What role do microservices play in creating applications? We offer a foundational understanding of what microservices are, how they differ from monolithic structures, and what to consider when you evaluate microservices for your own adoption.
Microservice architecture is a framework that represents different parts of a workflow or process, usually involving one area of a business. For instance — take a retail app that involves a shopping cart, order management, payments, checkout, product catalogs, back-end finance/accounting integration, and customer services support. These services are uncoupled, representing different knowledge domains, though they do need to intersect with one another to have a fully-functional microservices application.
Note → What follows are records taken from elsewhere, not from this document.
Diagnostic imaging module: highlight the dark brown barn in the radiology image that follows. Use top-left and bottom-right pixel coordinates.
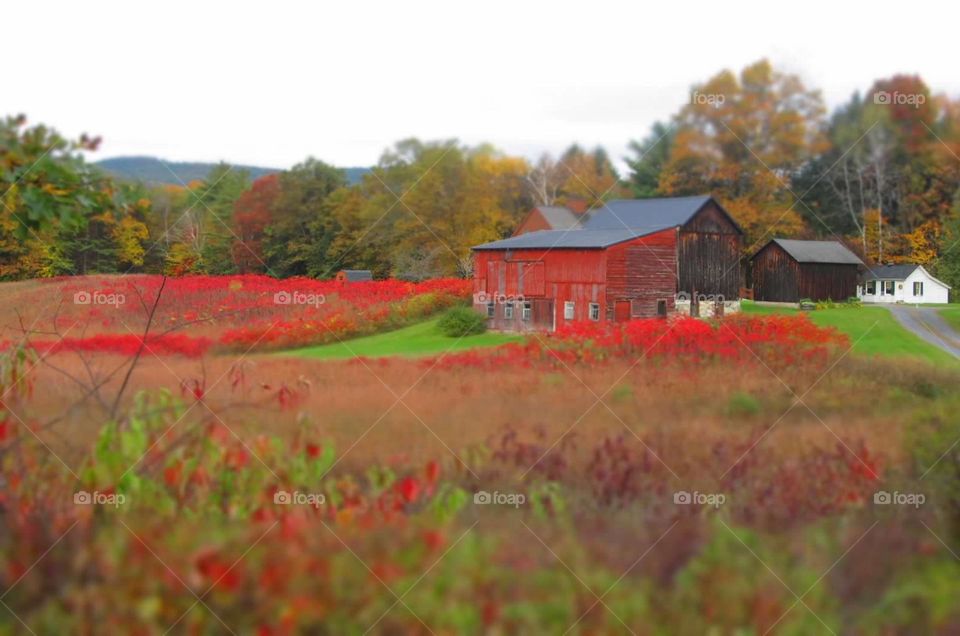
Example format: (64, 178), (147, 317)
(750, 239), (864, 303)
(473, 196), (743, 331)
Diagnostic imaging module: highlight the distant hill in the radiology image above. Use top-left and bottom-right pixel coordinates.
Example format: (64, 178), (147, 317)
(96, 156), (370, 185)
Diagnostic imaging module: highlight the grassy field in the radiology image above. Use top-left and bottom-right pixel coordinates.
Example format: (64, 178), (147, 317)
(286, 318), (523, 360)
(743, 301), (960, 366)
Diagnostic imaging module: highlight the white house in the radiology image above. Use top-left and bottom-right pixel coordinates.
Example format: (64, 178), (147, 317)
(857, 264), (950, 303)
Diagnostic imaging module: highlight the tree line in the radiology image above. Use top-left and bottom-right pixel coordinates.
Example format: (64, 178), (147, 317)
(0, 60), (960, 286)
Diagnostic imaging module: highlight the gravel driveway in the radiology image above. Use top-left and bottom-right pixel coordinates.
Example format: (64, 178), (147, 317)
(890, 305), (960, 358)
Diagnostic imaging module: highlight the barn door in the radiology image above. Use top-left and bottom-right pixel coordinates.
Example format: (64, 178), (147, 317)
(613, 300), (630, 322)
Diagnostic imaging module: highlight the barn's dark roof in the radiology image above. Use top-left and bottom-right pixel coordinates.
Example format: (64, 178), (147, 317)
(863, 263), (920, 280)
(473, 227), (663, 250)
(583, 194), (710, 234)
(342, 269), (373, 283)
(754, 239), (863, 265)
(537, 205), (578, 230)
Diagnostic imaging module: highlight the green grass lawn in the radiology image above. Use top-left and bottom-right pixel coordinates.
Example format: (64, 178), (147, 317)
(742, 301), (957, 366)
(285, 318), (523, 360)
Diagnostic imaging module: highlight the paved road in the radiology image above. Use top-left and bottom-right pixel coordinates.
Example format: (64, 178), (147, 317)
(890, 305), (960, 358)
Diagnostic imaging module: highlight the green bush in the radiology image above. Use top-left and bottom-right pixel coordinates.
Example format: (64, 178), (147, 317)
(438, 307), (487, 338)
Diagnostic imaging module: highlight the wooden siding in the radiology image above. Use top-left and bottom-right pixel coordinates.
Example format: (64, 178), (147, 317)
(799, 263), (857, 300)
(751, 243), (800, 303)
(606, 229), (677, 320)
(751, 243), (857, 302)
(677, 201), (743, 300)
(474, 249), (606, 330)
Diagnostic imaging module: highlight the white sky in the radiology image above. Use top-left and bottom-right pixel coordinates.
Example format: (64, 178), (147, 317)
(9, 0), (960, 173)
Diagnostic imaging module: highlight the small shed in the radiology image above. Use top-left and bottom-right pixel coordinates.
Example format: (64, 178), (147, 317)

Independent, autonomous software development teams manage, test, and deploy these uncoupled services without affecting the rest of the overall system. The result of these independent-yet-connected services is a framework that works as a larger architecture. When it is implemented well, this compartmentalization makes operations more flexible by allowing teams to create their own release cycles, quickening production, and reducing time-to-market by simplifying operations with reusable artifacts.
A monolith is a single massive unit. Think Ayer’s Rock in Australia (its aboriginal name, “Uluru,” means “giant monolith”), the Great Sphinx, or Michelangelo’s “La Pieta.” The point is: monoliths often are hefty structures.
In that vein, a monolithic architecture is one that connects all the different business units of an entire application into one single stack that shares the same code base. This structure makes it particularly difficult to scale any separate components independently. Take a publishing site, for instance, where users request articles very frequently, but new articles are published infrequently by comparison. In a monolith, you can’t effectively isolate and scale article reading from publishing.
A microservice architecture will segment disparate business domains, allowing independent teams to choose the tech stack they believe they need for continuous successful releases.
Microservices enable teams to scale their entire application and to answer customer demands faster with updates that don’t require entire stack overhauls. These are some of the key characteristics that define how developers can establish microservices.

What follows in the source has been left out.